Fidelity vs. Privacy evaluation of SeqTrial against baseline methods. All values across metrics are normalized from 0 to 1 where 1 represents the ideal score for all metrics i.e. low privacy risk and high fidelity. SeqTrial has the largest area covered under the red lines showing that overall SeqTrial is better than baseline models. DP: Dimension-wise probability, CP: Conditional probability, EF: Event frequency, BF: Bigram frequency, MD: Membership disclosure, PL: Privacy loss, SO: Singling out, AA train: Adversarial Accuracy (Train), AA_test: Adversarial Accuracy (Test).
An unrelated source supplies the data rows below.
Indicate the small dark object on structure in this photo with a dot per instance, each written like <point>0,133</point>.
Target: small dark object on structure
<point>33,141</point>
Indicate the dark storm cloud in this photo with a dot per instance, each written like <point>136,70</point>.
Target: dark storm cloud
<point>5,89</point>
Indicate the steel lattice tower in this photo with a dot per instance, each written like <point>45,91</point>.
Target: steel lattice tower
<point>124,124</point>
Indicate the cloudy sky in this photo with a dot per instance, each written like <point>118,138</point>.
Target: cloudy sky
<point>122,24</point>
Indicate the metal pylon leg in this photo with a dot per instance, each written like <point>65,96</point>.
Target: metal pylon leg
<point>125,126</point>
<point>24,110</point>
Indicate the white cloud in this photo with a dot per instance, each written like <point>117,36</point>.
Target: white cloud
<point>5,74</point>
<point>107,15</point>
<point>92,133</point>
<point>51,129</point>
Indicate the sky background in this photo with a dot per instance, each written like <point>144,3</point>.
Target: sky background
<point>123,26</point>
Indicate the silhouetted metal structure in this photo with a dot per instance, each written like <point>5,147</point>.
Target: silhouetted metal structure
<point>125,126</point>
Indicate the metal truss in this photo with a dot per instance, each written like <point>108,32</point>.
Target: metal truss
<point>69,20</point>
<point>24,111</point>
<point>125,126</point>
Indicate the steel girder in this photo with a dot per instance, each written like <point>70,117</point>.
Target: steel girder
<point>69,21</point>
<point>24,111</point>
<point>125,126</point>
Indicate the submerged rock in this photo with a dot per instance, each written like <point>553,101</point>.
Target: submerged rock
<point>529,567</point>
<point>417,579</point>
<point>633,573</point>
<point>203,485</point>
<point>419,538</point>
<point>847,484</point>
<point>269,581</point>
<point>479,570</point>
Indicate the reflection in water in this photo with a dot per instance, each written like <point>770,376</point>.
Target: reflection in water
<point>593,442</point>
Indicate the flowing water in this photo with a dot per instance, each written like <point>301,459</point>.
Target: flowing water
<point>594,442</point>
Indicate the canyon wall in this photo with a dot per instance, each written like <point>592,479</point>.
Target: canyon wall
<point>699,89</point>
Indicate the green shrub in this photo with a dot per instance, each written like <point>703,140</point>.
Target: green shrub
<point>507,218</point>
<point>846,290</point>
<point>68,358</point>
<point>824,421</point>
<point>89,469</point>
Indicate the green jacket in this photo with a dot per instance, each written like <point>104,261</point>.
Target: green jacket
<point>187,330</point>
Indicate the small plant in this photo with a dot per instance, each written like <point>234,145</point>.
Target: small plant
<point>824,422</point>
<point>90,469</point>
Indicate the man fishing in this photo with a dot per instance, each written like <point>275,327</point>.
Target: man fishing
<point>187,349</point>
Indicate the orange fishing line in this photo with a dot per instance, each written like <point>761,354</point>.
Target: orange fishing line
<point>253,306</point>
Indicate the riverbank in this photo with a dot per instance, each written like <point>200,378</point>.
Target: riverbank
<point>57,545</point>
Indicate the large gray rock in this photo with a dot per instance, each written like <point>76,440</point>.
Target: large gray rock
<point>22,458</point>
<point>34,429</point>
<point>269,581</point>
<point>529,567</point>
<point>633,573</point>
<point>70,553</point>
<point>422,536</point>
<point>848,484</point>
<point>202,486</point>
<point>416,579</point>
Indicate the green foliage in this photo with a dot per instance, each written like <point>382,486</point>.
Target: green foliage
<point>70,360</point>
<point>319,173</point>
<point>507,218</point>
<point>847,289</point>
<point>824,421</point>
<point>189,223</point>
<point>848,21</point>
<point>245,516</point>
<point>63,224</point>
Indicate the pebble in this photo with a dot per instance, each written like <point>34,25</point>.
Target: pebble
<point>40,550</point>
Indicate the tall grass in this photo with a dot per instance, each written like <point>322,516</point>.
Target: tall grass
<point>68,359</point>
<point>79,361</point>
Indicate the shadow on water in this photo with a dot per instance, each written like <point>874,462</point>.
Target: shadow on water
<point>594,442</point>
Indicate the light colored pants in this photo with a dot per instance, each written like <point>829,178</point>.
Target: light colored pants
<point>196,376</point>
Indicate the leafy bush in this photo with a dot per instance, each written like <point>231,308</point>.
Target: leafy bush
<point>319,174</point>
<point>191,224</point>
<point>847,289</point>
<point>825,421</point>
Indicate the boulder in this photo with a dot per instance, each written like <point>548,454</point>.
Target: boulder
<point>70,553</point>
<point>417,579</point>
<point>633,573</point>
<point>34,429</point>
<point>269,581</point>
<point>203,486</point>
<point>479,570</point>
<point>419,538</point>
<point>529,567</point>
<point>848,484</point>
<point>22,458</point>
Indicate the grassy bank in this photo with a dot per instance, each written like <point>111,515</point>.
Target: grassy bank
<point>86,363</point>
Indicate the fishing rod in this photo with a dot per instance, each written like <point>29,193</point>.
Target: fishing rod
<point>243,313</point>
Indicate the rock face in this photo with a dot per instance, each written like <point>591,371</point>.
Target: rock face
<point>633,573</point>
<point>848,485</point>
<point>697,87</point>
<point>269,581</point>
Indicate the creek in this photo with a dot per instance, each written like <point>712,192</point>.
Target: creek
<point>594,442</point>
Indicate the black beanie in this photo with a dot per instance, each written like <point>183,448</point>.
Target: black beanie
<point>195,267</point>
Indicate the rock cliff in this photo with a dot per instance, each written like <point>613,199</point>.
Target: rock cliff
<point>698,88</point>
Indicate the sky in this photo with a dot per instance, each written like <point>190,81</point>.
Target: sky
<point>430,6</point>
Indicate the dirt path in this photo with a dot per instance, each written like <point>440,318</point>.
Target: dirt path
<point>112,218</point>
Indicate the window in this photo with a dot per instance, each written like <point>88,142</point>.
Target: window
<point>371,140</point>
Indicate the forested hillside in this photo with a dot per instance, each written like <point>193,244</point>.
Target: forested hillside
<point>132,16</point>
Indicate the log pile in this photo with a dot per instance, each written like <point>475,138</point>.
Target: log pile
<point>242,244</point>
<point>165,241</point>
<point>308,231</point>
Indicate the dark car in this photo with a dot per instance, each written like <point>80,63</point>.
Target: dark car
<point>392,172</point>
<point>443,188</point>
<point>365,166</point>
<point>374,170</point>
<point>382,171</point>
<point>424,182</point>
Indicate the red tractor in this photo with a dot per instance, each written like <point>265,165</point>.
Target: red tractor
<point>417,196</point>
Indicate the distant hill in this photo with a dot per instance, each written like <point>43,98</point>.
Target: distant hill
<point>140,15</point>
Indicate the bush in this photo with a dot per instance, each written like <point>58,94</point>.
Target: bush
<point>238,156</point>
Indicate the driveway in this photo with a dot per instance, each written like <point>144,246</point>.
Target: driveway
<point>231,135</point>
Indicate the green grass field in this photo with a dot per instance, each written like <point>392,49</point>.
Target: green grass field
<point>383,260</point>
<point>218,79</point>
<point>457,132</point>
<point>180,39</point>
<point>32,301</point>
Finally, we note that for the ablation study performed by discarding the OPM from SeqTrial (SeqTrial w/o OPM) and utilizing the Melanoma dataset, Table 6 shows that SeqTrial performs better than SeqTrial w/o OPM in terms of utility and privacy and comparable to SeqTrial w/o OPM in terms of fidelity. Lower MSE scores and fewer exact matches with real records indicate better utility and lower privacy risk respectively. Although both versions have high fidelity as indicated by high correlation r between dimension-wise probabilities, utility (as defined by the MSE in clinical outcome prediction) and privacy is best when digital twins are generated by SeqTrial.

Table 6:

Ablation study. Results are from the Melanoma dataset. HR: heart rate, RR: respiratory rate. Columns Dimension-wise probability (r) is calculated between the dimension-wise probability of events. Columns MSE shows the mean squared errors. Column Exact matches % show the percentage of digital twins that have 100% match with the corresponding real data.

	RR			HR
	MSE	Exact match %	Dimension-wise probability (r)	MSE	Exact match %	Dimension-wise probability (r)
SeqTrial	6.46	0.03	1	261.96	0	0.99
SeqTrial w/o OPM	8.54	0.95	1	292.98	0.99	1

Conclusion

This research introduces a novel approach called SeqTrial that produces high-quality personalized clinical trial digital twins that capture event and visit level relationships. Through rigorous evaluation, SeqTrial outperforms other baseline methods in terms of fidelity and utility while maintaining moderate privacy risks. Considering the challenges of acquiring clinical trial data and limited patient cohort sizes, we believe that SeqTrial offers a reliable, lightweight, and secure method for using and augmenting clinical trial data. In future endeavors, our goal is to enhance our model to accommodate multiple outcomes of interest simultaneously, while also reconstructing numerical data such as lab test results.